I currently am a second third year college student at Oberlin College in Oberlin, Ohio, and the founder/editor of Grinding Up Stones: the Asian Adoptee ‘Zine.
It took me a long time, however, to discover myself as a part of Asian America. Although I’d struggled with the fact that I was told I was like everyone else (white) but treated differently, I’d never really developed a racial consciousness. Upon arriving at Oberlin College, however, that began to change. I soon came to see myself not only as a person of color but as a part of the Asian American community as well. I also met other adoptees and began having conversations about experiences and identity.
These conversations would shape the way I thought of myself and foster my entrance into the adoptee community. At the ripe old age of 21, I’d finally begun to figure out who and why I was. I feel like I came into my consciousness very late, despite knowing many older adoptees in the same situation. I hope to facilitate this discovery in other adoptees, young and old through my work with Grinding Up Stones.
In my (very rare) spare time I enjoy cooking, baking, crafting, writing and playing with my wonderful kitten, Cinnamon.

2 Comments
May 31, 2008 at 5:49 pm
As a prospective adoptive parent, this is a very helpful and insightful site. I thank each of you for having the courage and desire to share your personal experiences.
In reading the site, I get a sense of something that I have often feared….. does the demand for international adoption make the abandonment of children worse? Is my desire to adopt an Asian child helping the situation or making it worse? I know that no-one actually knows the answer to these questions, I just wondered from your prospectives how you feel about caucasions adopting Asian children in general.
Although we have waited several years for a child from China, I have often thought of withdrawing. I want so badly to nurture and care for an orphan in hopes of giving them a good life, but is what I can offer truly any better?

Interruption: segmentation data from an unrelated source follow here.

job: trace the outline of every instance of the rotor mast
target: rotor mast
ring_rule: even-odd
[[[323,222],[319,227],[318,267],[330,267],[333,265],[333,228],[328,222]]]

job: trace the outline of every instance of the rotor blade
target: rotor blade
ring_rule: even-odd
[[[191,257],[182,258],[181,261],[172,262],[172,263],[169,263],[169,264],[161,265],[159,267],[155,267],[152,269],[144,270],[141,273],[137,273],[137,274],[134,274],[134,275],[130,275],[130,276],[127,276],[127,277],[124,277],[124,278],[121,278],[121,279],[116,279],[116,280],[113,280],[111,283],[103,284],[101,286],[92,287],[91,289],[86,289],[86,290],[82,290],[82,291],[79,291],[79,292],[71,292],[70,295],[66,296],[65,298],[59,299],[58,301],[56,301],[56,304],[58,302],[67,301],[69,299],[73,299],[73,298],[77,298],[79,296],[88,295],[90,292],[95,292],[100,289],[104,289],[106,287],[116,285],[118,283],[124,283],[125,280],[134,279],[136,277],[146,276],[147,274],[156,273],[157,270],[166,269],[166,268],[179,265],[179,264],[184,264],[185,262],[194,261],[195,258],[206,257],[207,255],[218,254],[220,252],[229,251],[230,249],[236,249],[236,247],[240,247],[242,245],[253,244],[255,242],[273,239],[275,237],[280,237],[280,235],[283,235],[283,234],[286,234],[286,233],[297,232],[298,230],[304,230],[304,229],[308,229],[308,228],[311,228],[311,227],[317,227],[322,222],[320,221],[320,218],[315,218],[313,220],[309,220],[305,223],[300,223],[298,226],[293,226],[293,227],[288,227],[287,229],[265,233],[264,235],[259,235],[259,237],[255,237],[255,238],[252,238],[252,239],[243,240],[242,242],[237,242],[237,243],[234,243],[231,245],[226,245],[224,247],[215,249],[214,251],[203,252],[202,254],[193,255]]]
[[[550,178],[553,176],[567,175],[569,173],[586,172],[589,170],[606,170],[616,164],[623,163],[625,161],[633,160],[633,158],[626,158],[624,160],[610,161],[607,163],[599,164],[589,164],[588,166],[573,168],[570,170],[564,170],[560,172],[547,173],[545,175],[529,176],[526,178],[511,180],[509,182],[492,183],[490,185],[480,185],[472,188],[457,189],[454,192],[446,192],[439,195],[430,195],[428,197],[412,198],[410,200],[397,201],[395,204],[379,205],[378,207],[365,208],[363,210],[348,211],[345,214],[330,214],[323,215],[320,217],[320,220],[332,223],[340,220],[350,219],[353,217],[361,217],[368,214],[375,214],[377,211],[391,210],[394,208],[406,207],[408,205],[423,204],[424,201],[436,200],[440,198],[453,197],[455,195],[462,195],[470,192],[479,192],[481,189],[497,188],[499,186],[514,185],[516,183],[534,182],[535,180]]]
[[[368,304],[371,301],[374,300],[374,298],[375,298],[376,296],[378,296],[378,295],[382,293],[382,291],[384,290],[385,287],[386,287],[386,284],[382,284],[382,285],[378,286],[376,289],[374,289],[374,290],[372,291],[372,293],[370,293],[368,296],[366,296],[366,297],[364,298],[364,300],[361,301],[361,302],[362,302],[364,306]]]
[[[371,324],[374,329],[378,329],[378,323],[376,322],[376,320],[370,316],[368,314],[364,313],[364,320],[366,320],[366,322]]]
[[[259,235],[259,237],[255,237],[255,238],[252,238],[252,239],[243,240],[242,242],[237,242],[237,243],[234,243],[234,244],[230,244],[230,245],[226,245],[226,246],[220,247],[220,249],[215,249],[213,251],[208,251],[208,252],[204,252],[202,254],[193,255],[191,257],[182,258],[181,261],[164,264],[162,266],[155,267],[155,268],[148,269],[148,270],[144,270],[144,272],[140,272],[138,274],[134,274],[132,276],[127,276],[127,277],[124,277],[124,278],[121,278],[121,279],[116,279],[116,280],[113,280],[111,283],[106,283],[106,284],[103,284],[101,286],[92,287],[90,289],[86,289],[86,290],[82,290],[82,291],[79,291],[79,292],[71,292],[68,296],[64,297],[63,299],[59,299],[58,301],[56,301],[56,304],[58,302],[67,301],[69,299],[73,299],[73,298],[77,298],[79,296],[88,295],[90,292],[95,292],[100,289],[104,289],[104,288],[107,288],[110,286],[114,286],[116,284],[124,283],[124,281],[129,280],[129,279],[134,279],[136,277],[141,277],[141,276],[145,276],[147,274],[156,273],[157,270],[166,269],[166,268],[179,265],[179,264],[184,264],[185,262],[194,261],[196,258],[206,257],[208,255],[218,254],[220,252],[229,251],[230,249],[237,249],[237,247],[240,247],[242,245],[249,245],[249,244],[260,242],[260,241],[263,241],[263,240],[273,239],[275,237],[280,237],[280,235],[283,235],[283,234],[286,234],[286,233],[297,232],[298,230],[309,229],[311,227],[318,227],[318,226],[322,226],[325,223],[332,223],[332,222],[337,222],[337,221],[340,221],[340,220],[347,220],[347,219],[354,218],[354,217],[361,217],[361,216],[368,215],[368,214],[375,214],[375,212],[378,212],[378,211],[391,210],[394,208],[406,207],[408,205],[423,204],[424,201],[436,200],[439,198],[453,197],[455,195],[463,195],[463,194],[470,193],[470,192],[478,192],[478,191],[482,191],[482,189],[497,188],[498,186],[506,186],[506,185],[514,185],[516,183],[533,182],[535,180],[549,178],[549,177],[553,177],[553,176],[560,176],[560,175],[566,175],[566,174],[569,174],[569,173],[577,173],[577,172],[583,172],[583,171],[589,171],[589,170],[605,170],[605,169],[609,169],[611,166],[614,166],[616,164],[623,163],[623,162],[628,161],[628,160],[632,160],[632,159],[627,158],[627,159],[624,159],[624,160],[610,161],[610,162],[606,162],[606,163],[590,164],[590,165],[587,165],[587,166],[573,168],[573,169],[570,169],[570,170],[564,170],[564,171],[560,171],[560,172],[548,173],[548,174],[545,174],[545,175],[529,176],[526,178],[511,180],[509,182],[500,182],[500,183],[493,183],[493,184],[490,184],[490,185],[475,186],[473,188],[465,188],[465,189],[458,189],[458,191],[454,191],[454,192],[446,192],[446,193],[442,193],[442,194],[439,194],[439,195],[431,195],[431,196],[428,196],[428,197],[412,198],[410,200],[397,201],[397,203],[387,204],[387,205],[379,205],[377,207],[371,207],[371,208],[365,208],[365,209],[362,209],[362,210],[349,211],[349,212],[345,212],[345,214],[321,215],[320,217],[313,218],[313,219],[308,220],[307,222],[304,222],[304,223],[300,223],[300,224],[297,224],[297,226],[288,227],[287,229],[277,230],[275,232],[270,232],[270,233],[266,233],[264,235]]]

Will she wish to have been adopted by an Asian family rather than some American family that looks so different?
I guess I’m hoping to hear something positive from an Asian adoptee that was adopted by a caucasian family.
Wishing you all happiness…
June 4, 2008 at 8:19 am
Hi,
First thank you so much for offering to answer questions from APs, it is very kind and thougtful to offer through this blog. I hate to ask questions to bloggers, on their personal blogs because I feel like that is over stepping bounds.
My question:
We live in one of the largest cities in Ky, with a University, the diversity is not where I would like it to be but if you look you can find it. We are considering moving, the thing that is holding me here, is that we have a wonderful Korean umc that we attend. They have taken us in and treated my little girl like one of their own children. They have taught me to use chop sticks and about culture etc. My daughter (adopted from Korea, 3 yr old) and my son (bio, 5 yo) attend Korean language school, mostly year round. We have made such wonderful friends and are so blessed to be a part of the community here. I guess my question is is it better to move where there is more diversity, but have to try to seek out another community like the one we have, where my children are comfortable. Or should we stay, I would like to know from your perspectives as adoptees what would you think is best.